The joke about a certain kind of man reading David Foster Wallace's massive 1996 novel has been done to death. Let's all agree to move on.
Rachel Pick
New York, US
White man with glasses reading a book

Anyone who spends too much time on Twitter has likely noticed how the same cultural conversations surface over and over again: How being a gifted kid supposedly leads to being a depressed adult; whether or not it's okay for a millennial to like Steely Dan; how bisexual people all reportedly do the same vague thing. These are opinions that have taken over the daily discourse on a seemingly endless loop for the past several years. But the one joke (if you can call it that) that gets under my skin the most essentially boils down to: “Men own copies of the book Infinite Jest.” And wouldn’t you know it—it’s back, this time via Tiktok!

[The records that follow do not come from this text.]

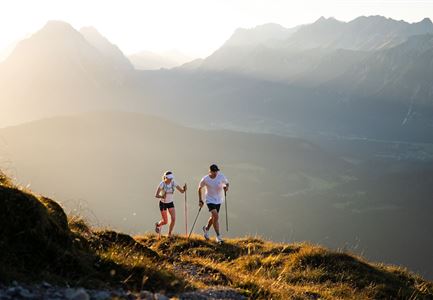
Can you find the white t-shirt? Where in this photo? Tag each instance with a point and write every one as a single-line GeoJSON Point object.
{"type": "Point", "coordinates": [167, 190]}
{"type": "Point", "coordinates": [214, 188]}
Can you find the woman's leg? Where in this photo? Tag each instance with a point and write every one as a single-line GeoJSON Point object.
{"type": "Point", "coordinates": [164, 219]}
{"type": "Point", "coordinates": [172, 212]}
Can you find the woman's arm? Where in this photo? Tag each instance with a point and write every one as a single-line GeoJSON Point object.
{"type": "Point", "coordinates": [181, 189]}
{"type": "Point", "coordinates": [157, 195]}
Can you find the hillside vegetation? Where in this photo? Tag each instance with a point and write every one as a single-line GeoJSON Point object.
{"type": "Point", "coordinates": [39, 242]}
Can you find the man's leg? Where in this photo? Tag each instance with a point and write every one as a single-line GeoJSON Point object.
{"type": "Point", "coordinates": [213, 220]}
{"type": "Point", "coordinates": [172, 219]}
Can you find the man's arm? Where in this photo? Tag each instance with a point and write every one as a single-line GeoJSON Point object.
{"type": "Point", "coordinates": [200, 201]}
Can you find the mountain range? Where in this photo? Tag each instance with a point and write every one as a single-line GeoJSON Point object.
{"type": "Point", "coordinates": [351, 104]}
{"type": "Point", "coordinates": [284, 189]}
{"type": "Point", "coordinates": [373, 70]}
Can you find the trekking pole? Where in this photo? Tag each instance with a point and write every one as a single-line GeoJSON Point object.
{"type": "Point", "coordinates": [192, 228]}
{"type": "Point", "coordinates": [186, 216]}
{"type": "Point", "coordinates": [227, 217]}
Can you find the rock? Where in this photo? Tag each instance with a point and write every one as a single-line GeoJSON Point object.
{"type": "Point", "coordinates": [146, 295]}
{"type": "Point", "coordinates": [79, 294]}
{"type": "Point", "coordinates": [102, 295]}
{"type": "Point", "coordinates": [161, 297]}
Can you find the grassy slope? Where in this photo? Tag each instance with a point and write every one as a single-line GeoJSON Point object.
{"type": "Point", "coordinates": [38, 241]}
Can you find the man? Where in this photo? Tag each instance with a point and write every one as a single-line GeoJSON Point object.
{"type": "Point", "coordinates": [215, 182]}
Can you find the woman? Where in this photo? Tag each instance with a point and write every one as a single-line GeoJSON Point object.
{"type": "Point", "coordinates": [165, 193]}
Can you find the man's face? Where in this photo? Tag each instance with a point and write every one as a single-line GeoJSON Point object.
{"type": "Point", "coordinates": [213, 173]}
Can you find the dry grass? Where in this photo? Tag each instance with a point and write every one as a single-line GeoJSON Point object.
{"type": "Point", "coordinates": [38, 242]}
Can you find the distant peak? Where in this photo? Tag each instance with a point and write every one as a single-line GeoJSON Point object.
{"type": "Point", "coordinates": [322, 19]}
{"type": "Point", "coordinates": [426, 21]}
{"type": "Point", "coordinates": [57, 24]}
{"type": "Point", "coordinates": [89, 29]}
{"type": "Point", "coordinates": [56, 27]}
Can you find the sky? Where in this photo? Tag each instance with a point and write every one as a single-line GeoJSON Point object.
{"type": "Point", "coordinates": [194, 27]}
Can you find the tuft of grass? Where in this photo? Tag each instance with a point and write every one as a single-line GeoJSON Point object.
{"type": "Point", "coordinates": [39, 242]}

I am not here to defend men. I’m not even necessarily here to defend David Foster Wallace, who died by suicide in 2008 and surely does not deserve all of this. I am simply begging you to get new material.

Infinite Jest, for those unfamiliar, is a novel Wallace wrote that was published in 1996. It's typically regarded as difficult reading, due partly to its narrative structure, but mostly because of its length. Infinite Jest is 1,079 pages long, making it not ideal for subway reading but extremely effective as an emergency doorstop.

There are several other books and authors that routinely get roped into the “books guys brag about reading” discourse. Hemingway and Bukowski get flak for their perceived machismo, and Lolita is in trouble for its subject material (despite the should-be-obvious fact that writing about a pedophile is not akin to endorsing pedophilia, and its gorgeous prose deserves the praise it receives). But for some reason, maybe just the simple fact of its enormous physical heft, Infinite Jest is the one novel that crops up in this conversation every time without fail. The trope of the Infinite Jest guy has been written about in Reductress, The Toast, and The Cut. It’s at the point where the book has practically become a metonym for pretension and sexism.

But to make David Foster Wallace the poster boy of white male pretension is unfair. Yes, he makes copious use of long-winded footnotes, and yes, his writing is dense and his vocabulary sophisticated. But if you read his essay writing and journalism, you’ll know that it’s also insightful and drily hilarious. “Big Red Son,” his essay on the porn industry, and “A Supposedly Fun Thing I’ll Never Do Again,” which he wrote about his experience on a cruise ship, are endlessly entertaining and nuanced pieces of first-person journalism.

Most importantly, people need to stop rehashing the same tired arguments, especially when there is such a rich trove of other ways to poke fun at men. Listen, it’s not like the criticism is coming from left field. We all knew that guy in college who mostly only read male authors, who took up class time with his bloviating, who possibly talked down to you, or insisted that the Brontës sucked. There’s a whole Twitter account dedicated to this stereotype. That’s a real type of guy, but that guy is 21 years old. How old are you?

Undoubtedly, we should all be reading literature from a more diverse group of people and perspectives than the same few dozen white men assigned to us in college. This is inarguable. But can we really blame the end users alone for the racial and gender makeup of what constitutes “the canon”? Ultimately, the issue is with structural patriarchy and structural racism as a whole, which filters through our publishing houses and academic institutes. Cultural hegemony is not the fault of one guy you had a bad date with.

In any case, the point has already been made, more times than I can count. Retreading the same territory won’t get us any further. Moreover, the joke simply isn’t funny anymore, if it ever really was. The dead horse has been beaten to dust.

So let’s move on and find some new crap to argue about, if we must. I’d rather see people debate whether or not something is a sandwich for the millionth time than read Infinite Jest discourse ever again. We can encourage and promote diversifying peoples’ bookshelves without dragging them to hell and back for what they’ve already read. But on the issue of Infinite Jest, we should consider the books closed.